The changing cloud landscape: From observability to optimization

Over the last few years, cloud computing has grown more expensive than ever. Initially drawn to the promise of cutting costs on infrastructure spend, companies far and wide flocked to behemoths like AWS and Google Cloud to host their services. Technical teams were told this would reduce engineering costs and increase developer productivity, and in some cases it did.

Fundamental shifts in AI/ML were made possible by the ability to batch jobs and run them in parallel in the cloud. This reduced the amount of time it took to train certain types of models and led to faster innovation cycles. Another example was the shift in how software is actually architected: from monolithic applications running on VMs to a microservices and container-based infrastructure paradigm.

Yet, while the adoption of the cloud fundamentally changed how we build, manage and run technology products, it also led to an unforeseen consequence: runaway cloud costs.

Total enterprise spend in billions.

Total enterprise spend in billions. Numbers are approximated based on data from Synergy Research Group. Image Credits: Chelsea Goddard

While the promise of spending less spurred companies to migrate services to the cloud, many teams didn’t know how to do this efficiently and, by extension, cost-effectively. This created the first up-front investment opportunity we have seen behind the recent surge in venture funding to cloud observability platforms like Chronosphere ($255 million), Observe ($70 million) and Cribl ($150 million).

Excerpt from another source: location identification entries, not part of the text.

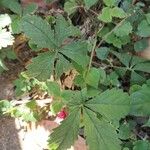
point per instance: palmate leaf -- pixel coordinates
(89, 3)
(66, 134)
(113, 104)
(39, 31)
(140, 102)
(41, 66)
(100, 135)
(76, 51)
(61, 30)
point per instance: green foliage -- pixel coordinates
(140, 45)
(99, 41)
(13, 5)
(144, 145)
(98, 131)
(108, 14)
(140, 102)
(61, 138)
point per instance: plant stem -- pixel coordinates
(92, 54)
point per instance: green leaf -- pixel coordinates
(93, 77)
(136, 78)
(102, 52)
(109, 2)
(32, 104)
(16, 24)
(140, 102)
(123, 57)
(41, 67)
(22, 85)
(3, 65)
(53, 88)
(106, 15)
(76, 51)
(89, 3)
(61, 30)
(39, 31)
(13, 5)
(5, 20)
(56, 107)
(5, 105)
(123, 29)
(144, 29)
(113, 104)
(140, 45)
(148, 17)
(30, 9)
(118, 12)
(66, 134)
(70, 6)
(117, 41)
(100, 135)
(145, 67)
(141, 145)
(125, 131)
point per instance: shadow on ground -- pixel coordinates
(8, 134)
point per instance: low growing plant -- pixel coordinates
(111, 82)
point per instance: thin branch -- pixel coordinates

The basic thesis here is simple: If we provide visibility into what services cost, we can help teams reduce their spend. We can liken this to the age-old adage that goes something like, “You cannot change what you cannot see.” This has also been the primary driver for larger companies acquiring smaller observability players: to reduce the risk of churn by baiting customers with additional observability features, then increase their average contract value (ACV).

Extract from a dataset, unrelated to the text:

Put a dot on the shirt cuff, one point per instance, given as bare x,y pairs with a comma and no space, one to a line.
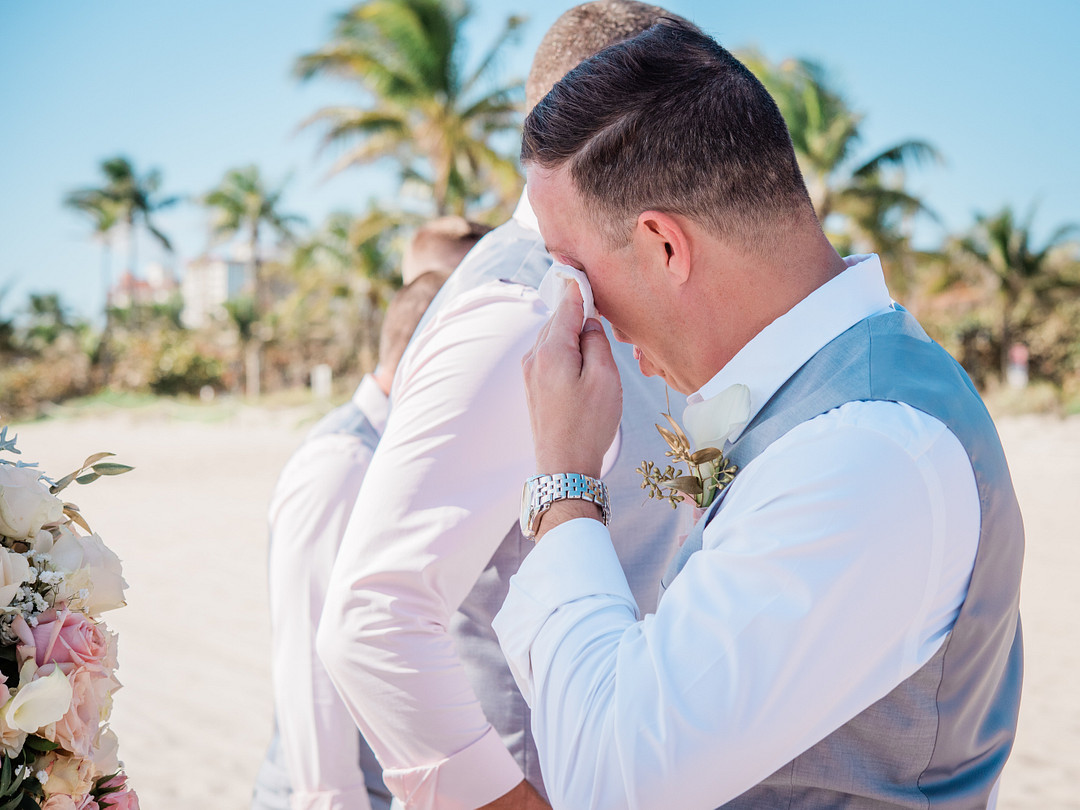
351,798
574,561
472,778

Sample of cloud observability funding landscape

Sample of cloud observability funding landscape. See data here. Image Credits: Chelsea Goddard

The current market bodes well for observability product offerings. According to Flexera’s State of the Cloud Report, “roughly 77% of IT professionals with more than $2 million in cloud costs said they were surprised by how much they spent [on cloud costs].” We have also read that “70% of companies using the cloud plan to increase their budgets in the [near] future.”

The opportunity for venture-backed startups is clear, with strong demand, increasing competition and chances of a billion-dollar exit. However, it also implies the byproduct of having too many tools to choose from: analysis paralysis.

Yet, interestingly enough, product fatigue does not mean the problem has been solved. Instead, it points to a clear need for observability platforms that go a step beyond monitoring. This is precisely why optimization tools will be the next wave of product innovation for companies thinking about cloud infrastructure best practices.

Monitoring tools largely don’t offer optimization. Technical features like visibility, chargeback and allocations give users insight to help lower costs, but they do not optimize or automate where you need to focus efforts or reallocate resources to lower costs and increase efficiency. That is why optimization is the top cloud initiative, per survey respondents in Flexera’s report.

Optimizing existing use of cloud (cost savings) is top cloud initiative.

Optimizing existing use of cloud (cost savings) is top cloud initiative. Data sourced from Flexera 2022 Cloud Spend Report. Image Credits: Chelsea Goddard

Engineering managers face another problem — the bespoke approach to solving large-scale, combinatorial optimization problems. This reminds me of how companies used to solve payments before Stripe, or messaging before Twilio. Every company’s engineering team stood up a unique solution to a common problem. Once there was an easy-to-use developer choice, this painful process was happily outsourced to the companies we know and trust today.

This leads to the crux of my thesis: Once we are past this wave of cloud and edge initiatives, infrastructure investment will shift toward the next set of strategic enterprise priorities, automation and optimization. Further, developer tooling that enables customers to cut costs and increase responsiveness are particularly well positioned to win.

Another, more controversial, opinion is that while in other sectors, point solutions can be limited to capturing a market, in the optimization space you actually want something that looks like a point solution. This is because large enterprise organizations like Apple and Google have already spent millions of dollars setting up their own observability platforms. While they are unlikely to outsource all of their observability spend, they are likely to outsource their optimization and automation spend. In fact, we should assume that for more cloud-forward companies, this is already a top priority.

Top three categories of investment expected to increase are all linked to optimization.

Top three categories of investment expected to increase are all linked to optimization. Image Credits: Chelsea Goddard

Sync Computing, which recently raised a Series A, is an excellent example of a startup well positioned to win in this new paradigm. It helps engineering teams programmatically optimize their cloud configurations, resulting in lower cloud costs. Recently, Sync announced an “Autotuner API,” which will enable developers to generate a prediction of “optimized recommendations for their Spark job running on AWS or Databricks.” As the market matures, we should expect to see more observability incumbents launch optimization features that directly integrate with solutions like Sync.

In conclusion, optimization is the next big thing in cloud management, because organizations will continue to look for ways to cut costs, and optimization tooling offers a clear solution. As cloud infrastructure best practices mature, engineering managers will vie for their team to adhere to industry standards that combine automation and optimization workflows.

Further, the growing adoption of machine learning means companies will continue to run large and expensive jobs in the cloud, mostly for faster recommendations (at the consumer level) and response times (at the product level). This will require proactive recommendations (optimization), not just reactive alerting (observability).

Lastly, optimization, unlike observability, has a low barrier to adoption for large and small companies alike. This places optimization tools at the center of the spotlight.

Disclaimer: The thoughts and opinions expressed in this article were authored independently of Sync Computing and Space Capital, and only represent the views of the author.